Ascorbic acid supplementation attenuates schizophrenia-like symptoms in an animal model induced by ketamine.

ABSTRACT

Schizophrenia is a chronic neuropsychiatric disorder with a poorly understood pathophysiology. The theories about the disorder are mainly about dysregulation in one or more systems of neurotransmitters, and the progression triggers the presence of inflammatory markers indicates the possibility that the disorder is initially an inflammatory disease.
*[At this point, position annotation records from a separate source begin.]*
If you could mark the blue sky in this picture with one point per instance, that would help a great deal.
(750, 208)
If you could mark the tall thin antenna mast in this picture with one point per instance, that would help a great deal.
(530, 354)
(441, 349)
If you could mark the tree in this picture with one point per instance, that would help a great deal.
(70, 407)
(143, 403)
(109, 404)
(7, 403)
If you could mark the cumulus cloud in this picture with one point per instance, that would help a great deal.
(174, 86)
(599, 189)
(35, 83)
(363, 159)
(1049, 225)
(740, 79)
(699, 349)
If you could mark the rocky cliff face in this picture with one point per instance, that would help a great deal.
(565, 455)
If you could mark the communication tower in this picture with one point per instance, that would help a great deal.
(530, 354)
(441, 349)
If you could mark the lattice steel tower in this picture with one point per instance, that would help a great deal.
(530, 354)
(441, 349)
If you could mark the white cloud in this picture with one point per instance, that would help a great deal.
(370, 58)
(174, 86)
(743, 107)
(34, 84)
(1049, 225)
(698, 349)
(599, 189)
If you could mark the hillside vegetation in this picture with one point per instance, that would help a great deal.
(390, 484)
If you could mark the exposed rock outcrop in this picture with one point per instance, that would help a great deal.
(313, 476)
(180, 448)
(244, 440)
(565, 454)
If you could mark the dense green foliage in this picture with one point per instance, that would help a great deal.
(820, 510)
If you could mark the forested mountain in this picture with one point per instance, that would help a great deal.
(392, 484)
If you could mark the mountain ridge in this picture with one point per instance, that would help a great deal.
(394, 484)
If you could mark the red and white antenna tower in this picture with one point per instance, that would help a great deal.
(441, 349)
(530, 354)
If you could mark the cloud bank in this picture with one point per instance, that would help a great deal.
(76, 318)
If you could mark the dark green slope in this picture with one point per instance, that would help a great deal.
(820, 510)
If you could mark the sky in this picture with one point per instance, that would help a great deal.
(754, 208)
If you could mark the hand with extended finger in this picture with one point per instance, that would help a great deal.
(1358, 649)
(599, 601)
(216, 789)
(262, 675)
The objective was to evaluate the ascorbic acid supplementation in an animal model of schizophrenia, on behavioral parameters, and cytokines involved in inflammation IL-1ß, IL-10. Wistar rats with 60 days of age were used which were supplemented with ascorbic acid at 0.1, 1, and 10 mg/kg or saline for 14 days via orogastric gavage. Subsequently, four groups were given ketamine (25 mg/kg) and four groups received intraperitoneal saline from the 9th-15th day of the experiment. After 30 min of the last administration of ketamine/saline, and behavioral test, rats were killed by guillotine decapitation and the brain structures were carefully dissected for biochemical analysis. Results showed that ascorbic acid supplementation prevented motor sensory loss but nor alter other parameters evaluated. We concluded that ascorbic acid may be used as a therapeutic adjuvant in schizophrenia and may help to improve the schizophrenic patient's life quality.